Non ci possono essere delle regole universali per il “diritto alla statua”, per le ragioni che dicevamo prima. In Ghana hanno rimosso una statua di Gandhi perché era razzista; negli Stati Uniti qualcuno ha contestato una statua a Martin Luther King perché ricostruzioni indiziarie lo sospettano di indulgenza verso la violenza sessuale o verso le prevaricazioni maschili sulle donne; ci sono stati in questi giorni attacchi contro le statue di personaggi riconosciuti come “monumentali” come Cristoforo Colombo o Winston Churchill; grandi sportivi di cui esistono ed esisteranno statue hanno nelle loro biografie passaggi probabilmente o sicuramente condannabili, e pure molto recenti.

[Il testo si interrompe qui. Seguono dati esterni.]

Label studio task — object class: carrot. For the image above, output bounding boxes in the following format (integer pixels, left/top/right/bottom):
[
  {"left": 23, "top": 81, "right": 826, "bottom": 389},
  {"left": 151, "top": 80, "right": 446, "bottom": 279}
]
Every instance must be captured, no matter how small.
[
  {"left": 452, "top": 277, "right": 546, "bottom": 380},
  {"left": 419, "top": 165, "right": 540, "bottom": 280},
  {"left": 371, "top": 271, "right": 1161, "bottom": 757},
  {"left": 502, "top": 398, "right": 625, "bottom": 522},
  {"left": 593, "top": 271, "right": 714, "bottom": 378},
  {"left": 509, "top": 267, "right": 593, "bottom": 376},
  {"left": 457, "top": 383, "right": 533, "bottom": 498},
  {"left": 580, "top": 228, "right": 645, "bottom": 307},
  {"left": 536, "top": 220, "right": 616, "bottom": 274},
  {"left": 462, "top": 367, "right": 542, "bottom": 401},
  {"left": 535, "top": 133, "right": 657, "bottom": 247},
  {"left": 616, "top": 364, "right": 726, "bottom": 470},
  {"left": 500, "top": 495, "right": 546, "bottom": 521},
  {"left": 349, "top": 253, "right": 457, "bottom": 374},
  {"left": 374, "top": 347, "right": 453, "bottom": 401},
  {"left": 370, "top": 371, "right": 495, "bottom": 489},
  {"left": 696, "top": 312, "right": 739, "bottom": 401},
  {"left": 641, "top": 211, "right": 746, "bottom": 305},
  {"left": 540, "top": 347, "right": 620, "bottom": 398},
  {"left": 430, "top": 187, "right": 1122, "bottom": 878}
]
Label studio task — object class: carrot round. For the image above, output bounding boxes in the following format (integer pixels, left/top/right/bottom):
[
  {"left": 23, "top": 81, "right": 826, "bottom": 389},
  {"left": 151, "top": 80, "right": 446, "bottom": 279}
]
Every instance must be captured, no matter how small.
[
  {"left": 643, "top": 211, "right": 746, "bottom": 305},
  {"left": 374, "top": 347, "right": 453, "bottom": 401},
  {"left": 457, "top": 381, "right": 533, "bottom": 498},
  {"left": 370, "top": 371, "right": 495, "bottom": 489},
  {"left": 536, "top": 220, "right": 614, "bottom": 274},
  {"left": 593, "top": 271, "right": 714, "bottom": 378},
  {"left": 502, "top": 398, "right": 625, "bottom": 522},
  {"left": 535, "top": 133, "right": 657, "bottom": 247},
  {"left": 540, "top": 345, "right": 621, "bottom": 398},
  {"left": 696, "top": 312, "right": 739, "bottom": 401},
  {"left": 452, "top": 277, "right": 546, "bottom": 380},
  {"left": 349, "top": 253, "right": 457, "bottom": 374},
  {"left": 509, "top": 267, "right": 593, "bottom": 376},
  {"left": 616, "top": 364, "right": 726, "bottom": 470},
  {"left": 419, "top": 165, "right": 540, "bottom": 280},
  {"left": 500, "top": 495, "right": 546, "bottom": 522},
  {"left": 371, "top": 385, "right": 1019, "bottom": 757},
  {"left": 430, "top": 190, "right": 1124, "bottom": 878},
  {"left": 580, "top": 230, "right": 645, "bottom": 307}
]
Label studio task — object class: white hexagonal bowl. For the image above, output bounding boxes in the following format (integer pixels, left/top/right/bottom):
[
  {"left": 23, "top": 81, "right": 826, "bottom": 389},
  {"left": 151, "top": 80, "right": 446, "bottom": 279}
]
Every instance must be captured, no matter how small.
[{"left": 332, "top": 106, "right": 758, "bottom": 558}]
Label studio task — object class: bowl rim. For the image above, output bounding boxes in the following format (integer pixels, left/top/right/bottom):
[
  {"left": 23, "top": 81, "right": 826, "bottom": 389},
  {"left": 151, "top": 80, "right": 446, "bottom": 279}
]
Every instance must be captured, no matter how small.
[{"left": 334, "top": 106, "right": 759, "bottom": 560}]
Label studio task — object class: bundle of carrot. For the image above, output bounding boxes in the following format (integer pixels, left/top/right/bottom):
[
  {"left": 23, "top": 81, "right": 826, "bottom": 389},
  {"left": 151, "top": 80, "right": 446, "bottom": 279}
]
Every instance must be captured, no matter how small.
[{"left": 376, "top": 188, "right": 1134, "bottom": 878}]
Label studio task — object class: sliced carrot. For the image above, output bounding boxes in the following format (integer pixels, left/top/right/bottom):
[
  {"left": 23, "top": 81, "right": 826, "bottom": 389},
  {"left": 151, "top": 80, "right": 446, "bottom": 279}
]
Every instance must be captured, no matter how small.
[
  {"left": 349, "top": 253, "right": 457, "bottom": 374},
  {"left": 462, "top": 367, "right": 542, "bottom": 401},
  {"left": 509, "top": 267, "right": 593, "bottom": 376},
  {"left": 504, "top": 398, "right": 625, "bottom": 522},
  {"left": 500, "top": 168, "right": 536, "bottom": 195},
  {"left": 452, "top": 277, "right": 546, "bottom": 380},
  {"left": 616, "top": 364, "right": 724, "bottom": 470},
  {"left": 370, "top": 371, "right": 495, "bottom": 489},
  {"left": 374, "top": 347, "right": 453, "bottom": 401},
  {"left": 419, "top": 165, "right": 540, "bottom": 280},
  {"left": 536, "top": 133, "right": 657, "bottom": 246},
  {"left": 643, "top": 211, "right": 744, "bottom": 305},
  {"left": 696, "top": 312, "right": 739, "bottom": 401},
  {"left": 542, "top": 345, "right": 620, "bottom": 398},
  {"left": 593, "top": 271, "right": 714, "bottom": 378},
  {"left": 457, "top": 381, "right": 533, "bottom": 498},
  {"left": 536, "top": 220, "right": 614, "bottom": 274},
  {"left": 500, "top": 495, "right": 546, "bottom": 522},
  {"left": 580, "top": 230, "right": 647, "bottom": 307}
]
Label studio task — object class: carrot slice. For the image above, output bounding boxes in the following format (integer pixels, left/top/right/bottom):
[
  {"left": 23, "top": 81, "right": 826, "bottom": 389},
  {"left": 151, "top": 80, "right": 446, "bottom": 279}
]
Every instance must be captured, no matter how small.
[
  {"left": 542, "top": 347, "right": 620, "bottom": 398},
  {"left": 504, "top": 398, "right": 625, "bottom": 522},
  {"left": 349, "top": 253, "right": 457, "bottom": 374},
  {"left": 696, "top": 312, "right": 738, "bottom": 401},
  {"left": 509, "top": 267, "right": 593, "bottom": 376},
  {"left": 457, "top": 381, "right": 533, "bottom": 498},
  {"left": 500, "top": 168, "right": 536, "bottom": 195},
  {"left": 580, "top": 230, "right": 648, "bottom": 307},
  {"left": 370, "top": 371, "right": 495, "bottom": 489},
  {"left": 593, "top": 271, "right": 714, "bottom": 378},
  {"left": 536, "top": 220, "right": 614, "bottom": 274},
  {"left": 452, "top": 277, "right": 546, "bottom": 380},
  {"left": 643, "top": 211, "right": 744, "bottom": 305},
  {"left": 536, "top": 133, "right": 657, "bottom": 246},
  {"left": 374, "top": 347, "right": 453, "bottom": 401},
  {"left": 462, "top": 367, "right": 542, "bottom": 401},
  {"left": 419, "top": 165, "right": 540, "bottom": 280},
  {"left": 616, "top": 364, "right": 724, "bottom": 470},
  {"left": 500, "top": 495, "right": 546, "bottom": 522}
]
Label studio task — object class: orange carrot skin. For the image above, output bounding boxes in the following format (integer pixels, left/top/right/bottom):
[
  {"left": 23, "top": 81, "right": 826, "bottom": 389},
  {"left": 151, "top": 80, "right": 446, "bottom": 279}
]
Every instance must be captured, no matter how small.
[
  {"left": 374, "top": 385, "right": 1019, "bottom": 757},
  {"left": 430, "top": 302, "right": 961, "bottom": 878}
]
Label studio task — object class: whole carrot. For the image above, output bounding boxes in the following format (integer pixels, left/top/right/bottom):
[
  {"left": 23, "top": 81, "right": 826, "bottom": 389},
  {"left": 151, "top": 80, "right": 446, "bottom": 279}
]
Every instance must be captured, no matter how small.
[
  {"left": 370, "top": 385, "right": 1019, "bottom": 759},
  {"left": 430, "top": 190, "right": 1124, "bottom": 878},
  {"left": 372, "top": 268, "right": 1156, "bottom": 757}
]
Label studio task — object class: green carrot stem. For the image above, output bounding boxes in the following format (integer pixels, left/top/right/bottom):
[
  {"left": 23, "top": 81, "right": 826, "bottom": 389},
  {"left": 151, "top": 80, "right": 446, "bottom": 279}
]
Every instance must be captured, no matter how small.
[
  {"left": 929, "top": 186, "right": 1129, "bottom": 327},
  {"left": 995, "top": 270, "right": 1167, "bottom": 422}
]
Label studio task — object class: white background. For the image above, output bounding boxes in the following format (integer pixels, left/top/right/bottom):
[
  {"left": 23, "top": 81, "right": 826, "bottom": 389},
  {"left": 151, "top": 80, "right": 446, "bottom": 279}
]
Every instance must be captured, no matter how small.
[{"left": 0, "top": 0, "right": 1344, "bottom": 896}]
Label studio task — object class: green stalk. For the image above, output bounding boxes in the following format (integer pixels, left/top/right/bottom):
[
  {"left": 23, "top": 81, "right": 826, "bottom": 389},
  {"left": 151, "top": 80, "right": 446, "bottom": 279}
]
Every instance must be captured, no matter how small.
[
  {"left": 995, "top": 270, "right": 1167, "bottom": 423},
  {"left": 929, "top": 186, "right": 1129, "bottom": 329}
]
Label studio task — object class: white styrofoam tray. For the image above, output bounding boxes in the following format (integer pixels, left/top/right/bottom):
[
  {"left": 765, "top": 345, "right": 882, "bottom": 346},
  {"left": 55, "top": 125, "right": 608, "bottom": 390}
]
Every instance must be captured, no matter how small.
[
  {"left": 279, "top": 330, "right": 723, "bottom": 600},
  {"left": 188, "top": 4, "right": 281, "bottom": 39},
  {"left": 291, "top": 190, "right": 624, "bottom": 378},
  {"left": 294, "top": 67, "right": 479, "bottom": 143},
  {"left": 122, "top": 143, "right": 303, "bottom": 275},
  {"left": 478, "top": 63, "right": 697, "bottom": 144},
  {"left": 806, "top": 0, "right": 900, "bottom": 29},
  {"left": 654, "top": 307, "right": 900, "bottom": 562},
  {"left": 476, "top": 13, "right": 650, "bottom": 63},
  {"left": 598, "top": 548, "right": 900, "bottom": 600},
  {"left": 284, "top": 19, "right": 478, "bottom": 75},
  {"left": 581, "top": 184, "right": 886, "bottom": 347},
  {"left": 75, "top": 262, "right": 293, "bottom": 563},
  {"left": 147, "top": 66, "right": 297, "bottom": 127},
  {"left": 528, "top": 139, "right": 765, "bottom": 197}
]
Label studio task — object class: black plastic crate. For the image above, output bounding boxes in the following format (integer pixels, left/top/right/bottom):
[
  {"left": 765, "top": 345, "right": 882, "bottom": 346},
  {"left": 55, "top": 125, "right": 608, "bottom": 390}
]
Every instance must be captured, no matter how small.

Non parliamo di cosa possano raccontare e rappresentare i nomi di certe vie, che in realtà si sedimentano nelle culture molto più di certe statue. In tutti questi casi c’è molto di opinabile, molto di discrezionale, e tre cose da avere presenti: che attaccare una statua è uno sfogo, prepotente (come ciò che attacca? Appunto) e che non aiuta una causa; che una statua non è una persona, non è la sua vita, non è tutto ciò che è stato, è il simbolo di un aspetto; che la celebrazione e la narrazione di quell’aspetto, o la sua rimozione, devono essere avallate democraticamente. Poi, più riusciamo a farne a meno, di statue, odio per le statue, di simboli e compagnia, meglio è. Non fiori, ma opere di bene, come si dice.